A lei que regula as e-GAR, disponível no site da Agência Portuguesa do Ambiente, estabelece excepções para alguns fluxos de resíduos, e um dos que está isento do preenchimento das guias electrónicas é o que envolve os produtores individuais (cada cidadão), e um município. Se um cidadão quiser entregar os resíduos que produz a uma das empresas do sector, esbarra na dificuldade de se inscrever no portal onde é feito o registo dos produtores e restantes agentes, e a partir do qual se emitem as e-GAR. Na prática, para a Apoger, isto retira-lhes todo um mercado, pondo em causa investimentos e empregos.

“Os operadores de gestão de resíduos que se licenciaram para receber as fileiras urbanas de resíduos, que pagaram as taxas de licenciamento respectivas, que investiram em instalações, equipamentos, mão-de-obra qualificada e que desenvolvem a sua actividade nas condições técnicas exigidas por lei, no acto de licenciamento, exigem receber os resíduos urbanos, classificados na Lista Europeia de Resíduos, em regime de isenção de aplicação da e-GAR exactamente nas mesmas condições que os municípios e as entidades gestoras de fluxos específicos”, insiste a Apoger num comunicado.

Nele, a associação que representa 170 empresas, “que em 2016 facturaram cerca de mil milhões de euros” dando emprego directo e indirecto a milhares de pessoas, explica que está a ponderar apresentar uma queixa à Comissão Europeia, na perspectiva de que as regras para as e-GAR representam uma distorção do mercado. “A actual e-GAR vai contra o que foi proposto pela Comissão Europeia, revisto e aprovado pelo Conselho Europeu em 22 de Novembro passado, levado a efeito no âmbito da revisão da actual Lei-Quadro dos Resíduos", sublinhou a associação.

A Apoger esclareceu ainda que "a definição de resíduos urbanos, nesta directiva, é introduzida para fins da definição do método e consequentes regras de cálculo na monitorização do atingimento das metas de reciclagem" e que "é neutra em relação ao status público ou privado do operador que faz a gestão destes resíduos e inclui resíduos de domicílios e outras fontes que são geridos por ou em nome de municípios ou directamente por operadores privados”.

Governo desvaloriza ameaça da Apoger

Questionado pelo PÚBLICO, o secretário de Estado do Ambiente desvaloriza esta ameaça da Apoger, por considerar que neste processo de desmaterialização nada mudou no comparativo entre municípios e os operadores privados. Carlos Martins recorda que a lei já previa que estes agentes preenchessem um formulário, e que os municípios já estavam dispensados de o fazer por causa da logística da recolha de resíduos urbanos, onde, exemplifica, é impossível saber quem coloca o quê nos contentores da via pública.

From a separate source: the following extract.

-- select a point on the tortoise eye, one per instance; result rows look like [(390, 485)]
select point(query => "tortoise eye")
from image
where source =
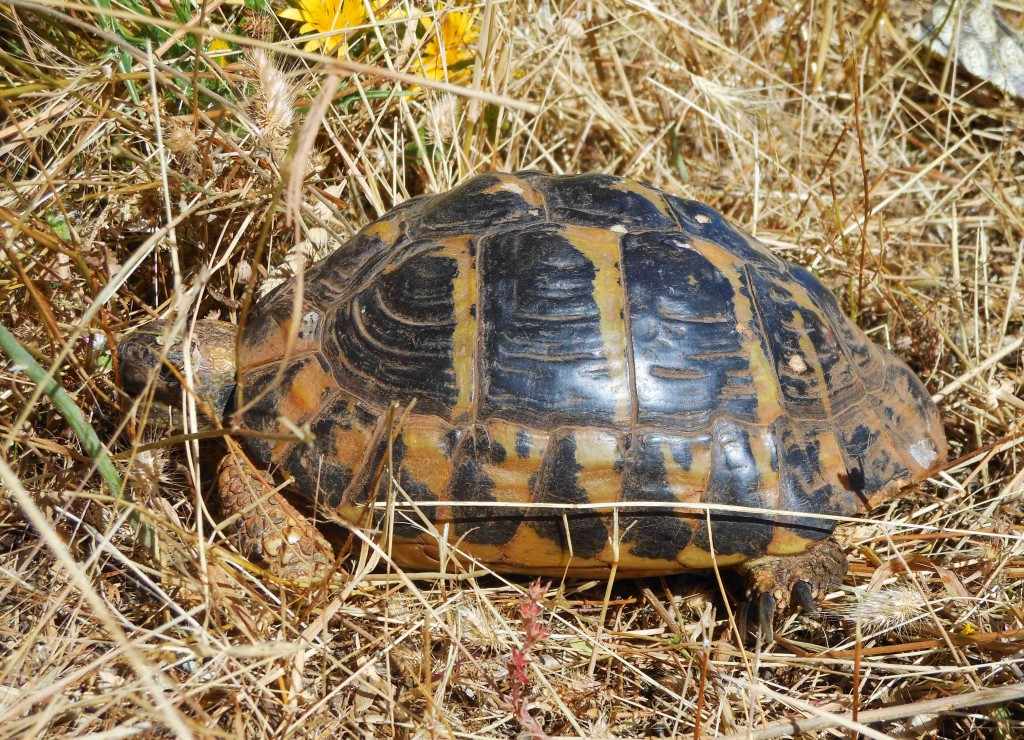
[(168, 379)]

A questão, insiste, o governante, é que a tutela tem confiança no sistema público, que envolve os sistemas multimunicipais de recolha, triagem e valorização de resíduos, através dos quais é garantida a rastreabilidade dos resíduos recolhidos pelas câmaras. Com os privados, assume, é difícil perceber se as quantidades declaradas são as efectivamente recolhidas. E a afinação dessa informação é um dos objectivos da e-GAR, explica.  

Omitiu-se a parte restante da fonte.